Standard disclaimer: I am an "involuntary DBA" (a nice phrase I saw in this article) and have done lots and lots and lots and lots and lots of reading on this subject, but am still confused/concerned...
I need to change the recovery model of several SQL Server 2014 production databases from Full to Simple.
The databases are currently set to Full Recovery and were being backed-up using SqlBackupAndFTP, which would do a daily full backup, with 3 differential backups and 20 transaction backups each day.

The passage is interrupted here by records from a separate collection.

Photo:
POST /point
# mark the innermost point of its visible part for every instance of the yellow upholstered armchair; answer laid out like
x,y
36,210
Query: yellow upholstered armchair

This was working fine until we had huge problems with the company providing FTP-based storage.
About 3 months ago I switched to using Attix5 which is working well - however, I've now discovered that due to the way the software works the transaction logs are as big as the data files (in one case over 14Gb against a 13Gb data file).
I have been recommended to switch the recovery model to Simple, so that the transaction log doesn't grow.
I know that having Simple Recovery will not provide point-in-time restoration - that is absolutely fine, as full backups are taking place hourly and we are "happy to lose" anything that might have happened in the previous 1-59 minutes.
My understanding is that I should set the recovery model to Simple and let the backup take place, which will set a checkpoint in the transaction log allowing for the space to be re-used.
However, I really need to shrink the transaction log to a sensible size (so that it's not taking up so much of the backup space), but I keep reading that shrinking is a bad idea. Or am I getting the wrong end of the stick?
If I shrink the transaction log down to around 25Mb (which should easily be big enough for a single hourly set of transaction) using the following command, is that enough?
DBCC SHRINKFILE('log file name',25)
(I'm really sorry to be asking something that appears to have been asked a zillion times before, but this is not something I can get wrong.)